Desde que Trump subiu ao poder, o rodopio dos seus colaboradores mais próximos é também revelador da dimensão do amadorismo político da nação mais poderosa do mundo ( não contemos ainda com a China). Entre demissões do chamado núcleo duro presidencial, já se contam 17 despedimentos sumários. O novo chefe de gabinete do Presidente americano é, actualmente, um general credível, mas nada garante que permaneça no activo muito mais tempo . Trata-se de um “herói” do Afeganistão e, goste-se ou não da sua atitude militarista, provou esta semana que não ocupa o lugar para aturar despautérios, venham eles de onde vierem. Ou seja, mesmo que partam de um jovem multimilionário financiador e amigo do Presidente, empossado há pouco mais de uma semana ( para a difícil pasta da Comunicação), e já destituído. O inenarrável Anthony Scaramucci.

O general exigiu ser tratado com o respeito devido por todos os restantes colaboradores e o Presidente foi obrigado a despedir o amigo em menos de dez dias por uso de linguagem grosseira e vulgar numa conversa com uma jornalista sobre a composição da restante equipa presidencial. Uma daquelas conversas que parecem confirmar que Trump e os seus amigos jamais deviam ter deixado de ser o que efectivamente são: empresários de um sector ligado à moda de mau gosto e baixo nível.

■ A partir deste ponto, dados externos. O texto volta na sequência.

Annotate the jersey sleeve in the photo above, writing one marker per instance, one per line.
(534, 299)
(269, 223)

Mas será que o general consegue, por si só, resistir a este tipo de nova guerra e pôr ordem na casa, como bem perguntava, ainda recentemente, numa sua análise, Miguel Monjardino? Ou mais claro ainda: será o general o homem certo para conseguir “pôr em sentido” toda a família desta inesperada dinastia-trumpista que assumiu, como por azar, o governo da Républica: da rainha Melania à princesa Yvanka e ao príncipe Donald Jr., sem esquecer o príncipe-consorte e principal conselheiro do Reino (o genro Jared Kushner) e a acabar no principezinho adolescente de ar enjoado que, ao que consta, também tem linha aberta para entrar na Ssala Oval sempre que lhe apetece ir visitar o papá?

Haverá quem recorde que Clinton também não fazia melhor uso dos seus aposentos e não era especialmente selectivo na entrada de estranhos. É verdade. Mas, em matérias de Estado, não só sabia muito mais como disfarçava bem melhor alguma eventual ignorância.

E que dizer das recentes entrevistas dadas a jornais de referência, mas que, segundo a imprensa, terão decorrido num clima de estranhas cumplicidades jornalístico-politicas? Será que ainda poderemos confiar na independência da Justiça, nas poderosas agencias (embora recentemente decapitadas como a Cia e o FBI) e no efectivo controlo do quarto poder? Nos "checks and balances" e na sólida democracia herdeira das “luzes” francesas.

Não são só as relações americanas e russas que estão ao nível “mais baixo” e “perigoso” de sempre. Há também a Coreia do Norte, a Turquia, o Médio Oriente, a Venezuela e mesmo a UE (com o Brexit, a Hungria e a Polónia a andar para trás…). Pelo andar da carruagem, “perigoso” já parece muito pouco para classificar o estado do Mundo.